Values: Mean Scale Score (Average, figured to two decimal points)

I get:

math2

No female shortfall here. On the contrary, girls’ average scores top boys for each of the available years, by more than a point each year. (On the other hand, we also need to inspect a nuance dotting the large student numbers here: the obvious fact that many of the scores issue from the same students. After all, a third-grade student in school A in 2013 likely reappeared as a fourth-grade student in school A in 2014.)

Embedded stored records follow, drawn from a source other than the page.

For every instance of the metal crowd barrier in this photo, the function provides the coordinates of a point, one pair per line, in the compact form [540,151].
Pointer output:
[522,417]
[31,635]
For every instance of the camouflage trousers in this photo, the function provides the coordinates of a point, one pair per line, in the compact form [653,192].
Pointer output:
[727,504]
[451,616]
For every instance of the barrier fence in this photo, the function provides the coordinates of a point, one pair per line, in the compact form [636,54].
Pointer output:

But is there any evidence of a progressive slimming of the girls’ edge with age? SAT scores, after all, chart a significantly older demographic: the cohort of university-eligible students, the one that affirms that insistent 30-point male differential. Our data, on the other hand, emanate from test-takers hailing from grades three through eight, bidding us to wonder: Does a male margin begin to pull away any time within our data? An answer calls for an introduction of the Grade parameter to the table, but because a three-variable output (Year, Category, and Grade) will begin to clutter the table, I’d opt to cast Grade into a Slicer and successively tick the six grades for which the numbers are available:

math3

Click through the grades and the girl score superiority prevails throughout, indeed broadening unevenly across the older grades and cresting with a 3.07-point average excess in grade 6.

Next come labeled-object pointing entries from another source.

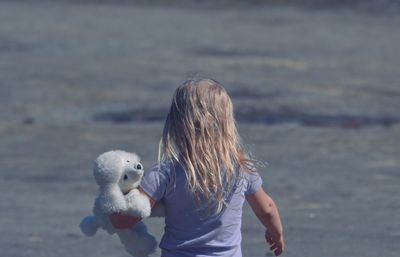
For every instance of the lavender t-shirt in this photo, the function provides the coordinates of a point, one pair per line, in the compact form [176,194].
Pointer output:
[190,229]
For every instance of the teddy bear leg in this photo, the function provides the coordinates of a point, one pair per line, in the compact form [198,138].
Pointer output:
[89,225]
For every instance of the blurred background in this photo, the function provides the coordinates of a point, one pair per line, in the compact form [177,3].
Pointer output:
[316,91]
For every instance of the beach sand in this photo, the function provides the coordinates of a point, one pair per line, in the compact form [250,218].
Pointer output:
[316,95]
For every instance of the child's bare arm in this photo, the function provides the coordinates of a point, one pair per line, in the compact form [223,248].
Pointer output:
[267,212]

We could also examine borough-wide variation in the numbers, by extracting the respective borough codes from the DBN data in column A. The codes occupy the third position in each code entry, and so if we wend our way to the-next-free-column R and name it Borough, we can enter in R2:

=MID(A2,3,1)

Copy down R, and the borough indicators are isolated:

K- Brooklyn (for Kings County)
M-Manhattan
Q-Queens
R-Richmond (Staten Island)
X-The Bronx

Then draw up this pivot table:

Rows: Borough

Columns: Category

Values: Mean Scale Score (Average, to two decimals)

I get:

math4

Here both gender and borough disparities mark the data, the former most conspicuous in the Bronx. Among the boroughs Queens rises to the top, its average score separating itself from fifth-place the Bronx by more than 20 points. Indeed, the Queens boy average exceeds every other girl’s mean, save that of Queens, of course.

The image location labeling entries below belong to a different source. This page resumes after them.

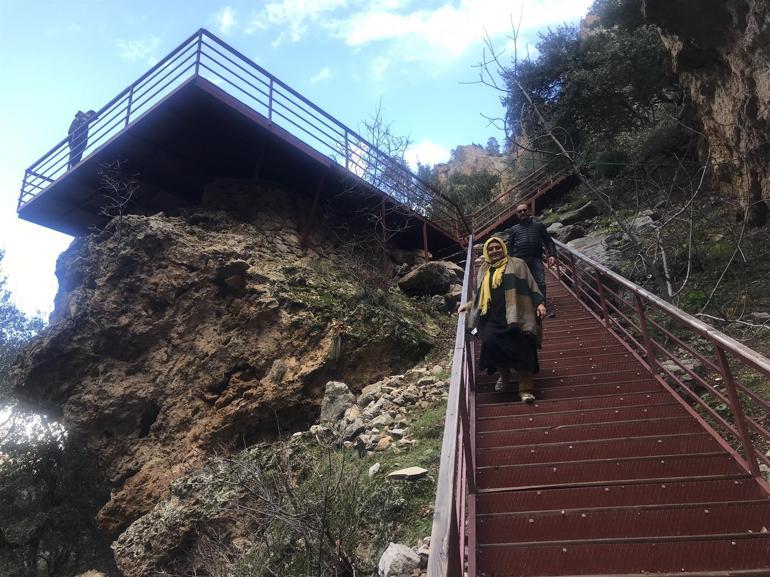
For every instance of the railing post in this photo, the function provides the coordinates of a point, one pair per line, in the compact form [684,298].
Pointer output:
[602,299]
[128,106]
[198,53]
[740,418]
[347,152]
[652,360]
[575,277]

These findings contribute but a sprinkling of pixels to the larger picture, but contributory they are. Accounting for the relative male math predominance at later phases of the educational process serves up a famous analytical challenge; winners of the near-impossible William Lowell Putnam Mathematical Competition, for example – 120-point university-level exam on which the median score is often 0 – are nearly all male, but I don’t know what that means, either.

All of which begs the next question: I’m a guy – so why is it when I divide my number of socks by 2 I always get a remainder of 1?